Thursday, 28 August 2008

Queen And Paul Rodgers - C-lebrity

A single review for The Music Magazine.

Normally I wouldn't touch a single like this but I'm not one to run away from a challenge and this certainly is one. It is so hard to review this without referencing Freddie Mercury and the legacy of Queen so I asked a lot of questions and then focused on the music.

The review:

It would be easy to say that Queen should have given up when Freddie Mercury died. It would be easy to say that Brian May and Roger Taylor have nothing more to offer. It would be easy to say that the memory of a former lead singer was worth more than trying to honour his memory by flogging a dead horse. But things are never that easy. May and Taylor obviously think they have more to give. So this new venture is half of Queen (John Deacon has quit) joined by Paul Rodgers (former singer with Free and Bad Company). And that is the real problem here. If this isn't Queen, then why continue under the same name? Why not move on and do something different with a different brand? Surely May and Taylor are household names and can make it on their own? Nobody can deny the lasting legacy of Queen and the considerable charity work after Mercury's death (most notably his tribute concert raising millions of pounds for AIDS causes), but musically the band are in limbo.

'C-lebrity' is an attempt to highlight the problems with the modern phenomenon of 'celebrity', possibly to shame and ridicule those who are no longer having to work for their new found fame. It feels like some form of vindication but ends up sounding bitter and empty. The guitar work from Brian May is, as always, exceptional and Roger Taylor echoes this with some fine drumming. There are some neat touches like short blasts of sampled crowd screaming and Paul Rodgers throws his bluesy drawl over everything. But the real disappointment is the ludicrously simple chorus which attempts to emulate the trademark layered vocal harmonies of the Roy Thomas Baker days. What actually emerges is thin and weak. Two minutes in and the idea really starts to stretch thin - a predictable, but short, May guitar solo followed by the wonderful hypocrisy of "I wanna be a star in a Broadway musical...". So 'We Will Rock You' was a bad idea then? Another couple of laboured choruses and a messy ending just drags it out.
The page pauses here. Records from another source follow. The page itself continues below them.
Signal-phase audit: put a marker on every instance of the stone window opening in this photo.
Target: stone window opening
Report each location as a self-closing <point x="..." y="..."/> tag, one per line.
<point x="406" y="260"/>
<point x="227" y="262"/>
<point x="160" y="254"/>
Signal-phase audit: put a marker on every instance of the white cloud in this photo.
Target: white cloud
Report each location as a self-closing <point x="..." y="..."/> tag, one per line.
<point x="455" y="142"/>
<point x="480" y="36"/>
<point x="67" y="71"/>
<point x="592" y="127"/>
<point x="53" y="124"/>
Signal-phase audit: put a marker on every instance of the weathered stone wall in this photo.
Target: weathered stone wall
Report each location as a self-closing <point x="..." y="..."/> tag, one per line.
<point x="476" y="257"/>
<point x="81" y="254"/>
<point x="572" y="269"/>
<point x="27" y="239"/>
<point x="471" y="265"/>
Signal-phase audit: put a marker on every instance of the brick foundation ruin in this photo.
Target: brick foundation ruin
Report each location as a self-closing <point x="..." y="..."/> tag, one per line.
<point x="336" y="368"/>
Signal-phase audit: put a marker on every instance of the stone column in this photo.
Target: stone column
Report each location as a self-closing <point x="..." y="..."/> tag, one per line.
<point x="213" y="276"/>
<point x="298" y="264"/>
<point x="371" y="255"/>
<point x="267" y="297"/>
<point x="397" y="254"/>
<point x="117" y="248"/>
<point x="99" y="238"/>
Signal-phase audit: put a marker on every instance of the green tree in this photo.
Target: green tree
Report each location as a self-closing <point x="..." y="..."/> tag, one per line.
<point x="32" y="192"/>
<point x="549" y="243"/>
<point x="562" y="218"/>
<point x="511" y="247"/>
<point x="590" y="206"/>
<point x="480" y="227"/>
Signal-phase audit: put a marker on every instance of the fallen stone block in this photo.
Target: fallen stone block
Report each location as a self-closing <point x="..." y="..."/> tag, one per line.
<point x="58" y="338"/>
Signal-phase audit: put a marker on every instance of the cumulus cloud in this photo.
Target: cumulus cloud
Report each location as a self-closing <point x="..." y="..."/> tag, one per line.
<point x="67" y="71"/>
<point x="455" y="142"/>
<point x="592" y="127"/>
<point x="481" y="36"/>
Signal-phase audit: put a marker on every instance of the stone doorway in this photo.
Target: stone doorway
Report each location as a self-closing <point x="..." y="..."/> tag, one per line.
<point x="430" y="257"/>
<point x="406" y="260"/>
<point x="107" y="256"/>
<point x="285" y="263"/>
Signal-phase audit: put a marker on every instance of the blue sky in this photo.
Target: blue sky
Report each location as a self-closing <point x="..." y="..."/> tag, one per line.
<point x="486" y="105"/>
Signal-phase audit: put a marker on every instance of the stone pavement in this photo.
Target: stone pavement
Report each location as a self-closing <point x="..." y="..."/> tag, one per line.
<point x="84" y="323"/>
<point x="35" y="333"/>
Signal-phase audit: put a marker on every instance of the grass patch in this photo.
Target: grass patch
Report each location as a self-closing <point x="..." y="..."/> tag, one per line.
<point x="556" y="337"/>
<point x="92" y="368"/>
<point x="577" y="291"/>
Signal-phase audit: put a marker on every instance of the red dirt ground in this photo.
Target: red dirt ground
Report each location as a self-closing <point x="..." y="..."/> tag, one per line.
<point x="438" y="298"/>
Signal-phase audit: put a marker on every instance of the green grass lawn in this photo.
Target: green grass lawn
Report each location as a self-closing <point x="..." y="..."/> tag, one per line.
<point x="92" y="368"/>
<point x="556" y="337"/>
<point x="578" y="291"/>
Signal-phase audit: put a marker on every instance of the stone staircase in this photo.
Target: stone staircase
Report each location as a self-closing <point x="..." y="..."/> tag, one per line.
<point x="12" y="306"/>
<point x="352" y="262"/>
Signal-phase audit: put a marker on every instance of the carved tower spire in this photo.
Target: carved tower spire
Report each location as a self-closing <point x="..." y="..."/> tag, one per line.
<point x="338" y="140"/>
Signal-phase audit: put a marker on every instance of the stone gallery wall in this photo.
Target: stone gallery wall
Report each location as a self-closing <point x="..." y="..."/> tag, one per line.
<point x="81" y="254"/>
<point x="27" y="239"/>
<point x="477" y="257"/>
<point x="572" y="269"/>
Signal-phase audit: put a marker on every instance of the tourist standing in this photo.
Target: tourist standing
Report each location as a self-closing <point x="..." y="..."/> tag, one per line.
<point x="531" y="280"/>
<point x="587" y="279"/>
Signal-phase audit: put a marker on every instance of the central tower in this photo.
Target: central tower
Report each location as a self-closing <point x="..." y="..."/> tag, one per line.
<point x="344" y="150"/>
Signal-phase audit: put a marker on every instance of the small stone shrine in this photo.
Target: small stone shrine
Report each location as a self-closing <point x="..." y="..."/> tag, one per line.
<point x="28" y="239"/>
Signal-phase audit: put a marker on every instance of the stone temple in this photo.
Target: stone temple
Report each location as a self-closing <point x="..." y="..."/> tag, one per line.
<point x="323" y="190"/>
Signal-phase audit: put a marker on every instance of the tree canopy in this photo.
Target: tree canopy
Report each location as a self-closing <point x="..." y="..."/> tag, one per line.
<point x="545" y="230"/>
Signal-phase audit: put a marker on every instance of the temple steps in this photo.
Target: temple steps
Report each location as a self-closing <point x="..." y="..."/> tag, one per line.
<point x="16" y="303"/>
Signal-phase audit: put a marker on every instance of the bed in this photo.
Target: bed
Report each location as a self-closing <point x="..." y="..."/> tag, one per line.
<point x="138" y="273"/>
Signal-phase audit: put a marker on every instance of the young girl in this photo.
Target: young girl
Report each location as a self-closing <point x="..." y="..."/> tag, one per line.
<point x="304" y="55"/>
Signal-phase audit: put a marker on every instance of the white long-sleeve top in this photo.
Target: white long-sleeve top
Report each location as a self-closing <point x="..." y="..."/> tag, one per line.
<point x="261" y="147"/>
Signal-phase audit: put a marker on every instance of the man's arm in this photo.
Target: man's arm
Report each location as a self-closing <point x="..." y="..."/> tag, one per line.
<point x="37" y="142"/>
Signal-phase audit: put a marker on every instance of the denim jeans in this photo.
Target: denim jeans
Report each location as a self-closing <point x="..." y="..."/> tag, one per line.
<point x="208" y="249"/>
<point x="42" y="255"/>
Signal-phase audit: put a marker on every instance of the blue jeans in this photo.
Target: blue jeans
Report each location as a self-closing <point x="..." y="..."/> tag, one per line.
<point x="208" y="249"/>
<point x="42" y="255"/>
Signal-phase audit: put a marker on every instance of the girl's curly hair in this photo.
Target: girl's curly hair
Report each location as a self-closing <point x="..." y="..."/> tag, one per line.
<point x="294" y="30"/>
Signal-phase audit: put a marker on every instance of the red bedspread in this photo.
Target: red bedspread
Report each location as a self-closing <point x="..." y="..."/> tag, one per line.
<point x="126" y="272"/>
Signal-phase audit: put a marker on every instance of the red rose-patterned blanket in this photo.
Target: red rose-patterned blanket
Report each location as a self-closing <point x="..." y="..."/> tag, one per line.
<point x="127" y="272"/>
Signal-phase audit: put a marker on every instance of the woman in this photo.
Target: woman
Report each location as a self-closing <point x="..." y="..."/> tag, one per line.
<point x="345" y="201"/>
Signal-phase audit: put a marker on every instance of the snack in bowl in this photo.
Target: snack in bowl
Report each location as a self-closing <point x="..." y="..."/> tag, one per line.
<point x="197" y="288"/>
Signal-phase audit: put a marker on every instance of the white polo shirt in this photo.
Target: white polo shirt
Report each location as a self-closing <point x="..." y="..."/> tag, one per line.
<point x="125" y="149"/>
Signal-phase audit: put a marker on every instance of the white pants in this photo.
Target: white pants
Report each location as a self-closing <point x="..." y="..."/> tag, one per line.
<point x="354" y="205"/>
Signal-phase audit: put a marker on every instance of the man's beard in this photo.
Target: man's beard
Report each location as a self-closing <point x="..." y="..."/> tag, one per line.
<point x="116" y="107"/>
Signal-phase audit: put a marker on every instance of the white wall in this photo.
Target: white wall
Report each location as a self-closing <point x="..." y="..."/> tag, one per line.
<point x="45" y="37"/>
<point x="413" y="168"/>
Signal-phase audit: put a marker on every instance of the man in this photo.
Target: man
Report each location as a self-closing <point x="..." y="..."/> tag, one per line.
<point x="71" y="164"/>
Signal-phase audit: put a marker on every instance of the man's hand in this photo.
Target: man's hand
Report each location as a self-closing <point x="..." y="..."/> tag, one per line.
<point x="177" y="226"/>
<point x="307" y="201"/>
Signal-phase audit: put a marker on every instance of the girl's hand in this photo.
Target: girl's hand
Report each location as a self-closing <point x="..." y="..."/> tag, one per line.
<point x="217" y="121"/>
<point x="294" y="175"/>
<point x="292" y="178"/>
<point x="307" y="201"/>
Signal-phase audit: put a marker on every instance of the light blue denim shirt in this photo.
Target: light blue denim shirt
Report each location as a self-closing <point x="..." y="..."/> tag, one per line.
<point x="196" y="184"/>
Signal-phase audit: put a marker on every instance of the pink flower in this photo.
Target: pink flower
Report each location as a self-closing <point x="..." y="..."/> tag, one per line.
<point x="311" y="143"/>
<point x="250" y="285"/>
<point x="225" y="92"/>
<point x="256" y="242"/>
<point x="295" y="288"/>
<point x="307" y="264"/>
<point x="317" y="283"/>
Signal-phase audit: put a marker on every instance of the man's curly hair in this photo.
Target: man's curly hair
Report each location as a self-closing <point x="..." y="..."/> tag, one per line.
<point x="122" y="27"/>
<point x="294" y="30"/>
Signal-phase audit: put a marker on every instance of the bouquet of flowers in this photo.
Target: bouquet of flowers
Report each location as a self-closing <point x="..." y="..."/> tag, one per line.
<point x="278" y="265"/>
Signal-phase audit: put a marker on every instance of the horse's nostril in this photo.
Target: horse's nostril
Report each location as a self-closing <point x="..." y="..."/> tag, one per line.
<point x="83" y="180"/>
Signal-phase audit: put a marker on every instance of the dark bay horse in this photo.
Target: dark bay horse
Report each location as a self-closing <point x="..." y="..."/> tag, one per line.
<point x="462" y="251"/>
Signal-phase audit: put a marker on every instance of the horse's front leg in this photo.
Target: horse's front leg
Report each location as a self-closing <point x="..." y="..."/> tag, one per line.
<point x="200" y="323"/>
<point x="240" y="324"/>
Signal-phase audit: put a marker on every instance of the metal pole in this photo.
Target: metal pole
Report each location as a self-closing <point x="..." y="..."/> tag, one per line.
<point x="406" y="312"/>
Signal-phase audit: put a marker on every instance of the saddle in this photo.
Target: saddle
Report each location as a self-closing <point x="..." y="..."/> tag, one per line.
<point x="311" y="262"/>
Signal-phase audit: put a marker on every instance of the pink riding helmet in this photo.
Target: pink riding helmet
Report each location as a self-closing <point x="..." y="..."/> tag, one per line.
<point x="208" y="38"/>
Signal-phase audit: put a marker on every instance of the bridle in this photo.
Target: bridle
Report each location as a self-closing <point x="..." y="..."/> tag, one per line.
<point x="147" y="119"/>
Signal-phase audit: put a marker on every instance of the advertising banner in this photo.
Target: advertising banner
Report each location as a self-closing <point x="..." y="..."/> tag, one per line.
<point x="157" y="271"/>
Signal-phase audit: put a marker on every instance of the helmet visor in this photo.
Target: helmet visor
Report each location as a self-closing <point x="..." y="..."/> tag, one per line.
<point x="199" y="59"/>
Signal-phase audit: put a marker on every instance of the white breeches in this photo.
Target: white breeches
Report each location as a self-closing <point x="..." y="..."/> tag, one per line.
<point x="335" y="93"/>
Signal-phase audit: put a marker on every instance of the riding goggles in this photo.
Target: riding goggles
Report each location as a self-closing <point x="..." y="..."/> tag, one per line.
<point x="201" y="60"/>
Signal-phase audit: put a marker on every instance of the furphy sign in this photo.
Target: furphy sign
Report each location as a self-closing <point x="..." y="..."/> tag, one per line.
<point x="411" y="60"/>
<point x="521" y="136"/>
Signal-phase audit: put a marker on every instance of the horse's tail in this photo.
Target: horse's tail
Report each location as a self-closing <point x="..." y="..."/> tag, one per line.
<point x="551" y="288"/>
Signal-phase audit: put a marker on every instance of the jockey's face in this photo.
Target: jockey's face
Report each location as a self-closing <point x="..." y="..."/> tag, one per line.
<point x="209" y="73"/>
It leaves a sour taste in your mouth when one of the world's most successful bands (or not as the case might be) tries to criticise the current trend of 'celebrity culture' while sitting on their millions safe in the knowledge that they no longer have to work for a living. This is a very poor choice of subject and above all it is not a very good or original song. It's just really hard to hate it.